At first PB & PJ were incredulous ("We can do that anytime we want to?!?"), but the crew had created & unleashed a couple of monsters.  Those guys spent the next 20 years dumping their CBS paychecks into apartments, restaurants, bars, storefronts, you name it.  They probably lease half of Georgetown by now.

So they're ER'd now, too, technically, but I bet they're working a lot harder than they were at CBS...

Keep us posted on your daughter's decision!
 
brewer12345 said:
Why not?  If I don't care for the military, why would you think I'd be a fan of the service academies?
But, of course.  This is a forum and you have free speech.  Protected by the very military that you seem to loathe.  So, be my guest and go get 'em!  :D
 
I think Azanon makes an important contribution with his Academy experience - it is definitely not for everyone.

My husband is actually very anti-Academy probably because of similar problems with authority - "I don't want some turd telling me what to do just because he's a year older." Taking crap from a salty Marine DI who actually spent a couple of tours in the fleet, and for only 3 months was infinitely more tolerable. And we're talking about someone who went through boot camp after turning down a top 10 law school then spent several years in Marine Recon, plus transition to OCS and The Basic School, and was tops at nearly all. Not being able to handle or liking the Academy is not a sign that one would make a bad officer.
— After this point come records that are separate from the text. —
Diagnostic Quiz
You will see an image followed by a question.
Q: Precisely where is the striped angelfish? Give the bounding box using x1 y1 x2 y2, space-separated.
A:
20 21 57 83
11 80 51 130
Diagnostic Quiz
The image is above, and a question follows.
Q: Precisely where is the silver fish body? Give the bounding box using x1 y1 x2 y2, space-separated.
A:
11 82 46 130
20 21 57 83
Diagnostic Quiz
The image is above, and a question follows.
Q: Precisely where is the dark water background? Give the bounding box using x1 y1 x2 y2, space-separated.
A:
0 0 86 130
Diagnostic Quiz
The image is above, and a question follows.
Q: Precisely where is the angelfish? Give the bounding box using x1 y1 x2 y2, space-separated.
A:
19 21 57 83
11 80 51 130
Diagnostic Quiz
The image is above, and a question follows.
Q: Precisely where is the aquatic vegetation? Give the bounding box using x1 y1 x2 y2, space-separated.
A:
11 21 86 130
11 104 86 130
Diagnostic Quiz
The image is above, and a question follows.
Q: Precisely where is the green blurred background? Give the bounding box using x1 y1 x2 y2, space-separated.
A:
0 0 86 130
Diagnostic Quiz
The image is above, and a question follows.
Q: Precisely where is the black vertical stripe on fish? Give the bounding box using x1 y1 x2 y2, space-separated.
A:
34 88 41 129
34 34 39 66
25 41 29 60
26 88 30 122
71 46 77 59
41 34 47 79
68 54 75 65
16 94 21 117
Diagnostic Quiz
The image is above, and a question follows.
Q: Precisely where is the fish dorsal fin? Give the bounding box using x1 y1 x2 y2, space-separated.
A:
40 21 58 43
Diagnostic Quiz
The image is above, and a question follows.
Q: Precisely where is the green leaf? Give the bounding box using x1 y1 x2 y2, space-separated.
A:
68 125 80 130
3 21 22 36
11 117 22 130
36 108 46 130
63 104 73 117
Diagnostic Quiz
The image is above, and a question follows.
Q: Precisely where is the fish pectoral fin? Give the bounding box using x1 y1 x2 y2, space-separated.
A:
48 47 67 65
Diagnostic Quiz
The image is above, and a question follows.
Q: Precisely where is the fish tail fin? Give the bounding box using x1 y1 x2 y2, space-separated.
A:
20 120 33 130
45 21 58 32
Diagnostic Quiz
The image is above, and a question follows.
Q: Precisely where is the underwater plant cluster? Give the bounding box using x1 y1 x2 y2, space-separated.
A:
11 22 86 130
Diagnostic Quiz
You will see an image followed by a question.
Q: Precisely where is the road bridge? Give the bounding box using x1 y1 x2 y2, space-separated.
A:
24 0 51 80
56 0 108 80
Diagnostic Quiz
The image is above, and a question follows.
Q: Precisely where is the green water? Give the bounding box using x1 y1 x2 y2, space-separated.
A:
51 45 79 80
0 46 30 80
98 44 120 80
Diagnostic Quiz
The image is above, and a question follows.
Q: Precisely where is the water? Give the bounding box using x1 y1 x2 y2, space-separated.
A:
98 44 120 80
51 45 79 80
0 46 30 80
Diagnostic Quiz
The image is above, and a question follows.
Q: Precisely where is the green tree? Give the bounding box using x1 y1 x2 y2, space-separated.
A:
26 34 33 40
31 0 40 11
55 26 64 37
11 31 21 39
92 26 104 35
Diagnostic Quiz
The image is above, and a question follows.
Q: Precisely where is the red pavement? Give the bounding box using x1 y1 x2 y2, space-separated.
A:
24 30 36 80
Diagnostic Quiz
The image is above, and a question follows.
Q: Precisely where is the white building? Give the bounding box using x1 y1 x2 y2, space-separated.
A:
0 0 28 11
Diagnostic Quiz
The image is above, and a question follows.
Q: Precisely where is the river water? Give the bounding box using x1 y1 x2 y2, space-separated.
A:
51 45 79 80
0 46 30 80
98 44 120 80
Spouse actually does a lot of enlisted to officer counseling and tries to steer nearly all of them away from the Academy. His basic attitude is that if you're going to do a career in the military, take the opportunity to go do something else for 4 years - interact with the hippies and radicals, learn to be by yourself, take art classes, get out there and figure out if this is really what you want, etc. For some reason a lot of these guys think the Academy is the only good school they are capable of getting into and so get stuck on the idea.

With that said... some of our best friends are Academy grads and nearly all of them enjoyed the experience.
 
FlowGirl said:
Spouse actually does a lot of enlisted to officer counseling and tries to steer nearly all of them away from the Academy.
I think any enlisted can do far better than duplicating the boot camp experience for an entire year-- or more. However some enlisted, especially those within a couple years of EAOS, chose USNA for the junior college boost before they left to pursue their GI benefits. Hey, good for them-- they paid their dues.

Some commands really accelerate the college process-- even getting the profs to teach at the command if possible-- and once you get a degree you can go straight to OCS. Our department sent 4-5 instructors a year to OCS (or to OTS!), which worked out to about 10%, for five straight years. One of them delayed until he completed his master's degree.

My nephew the Army Ranger, 6'4" & 225 pounds, after two tours in Afghanistan & one in Iraq, found USMA's version of plebe year to be pretty relaxing. For some reason no one wanted to get into his face. He does enjoy the Combat Weapons Team. He's not very happy about the academics, though, and he figures that a bachelor's in history is as easy as it's going to get.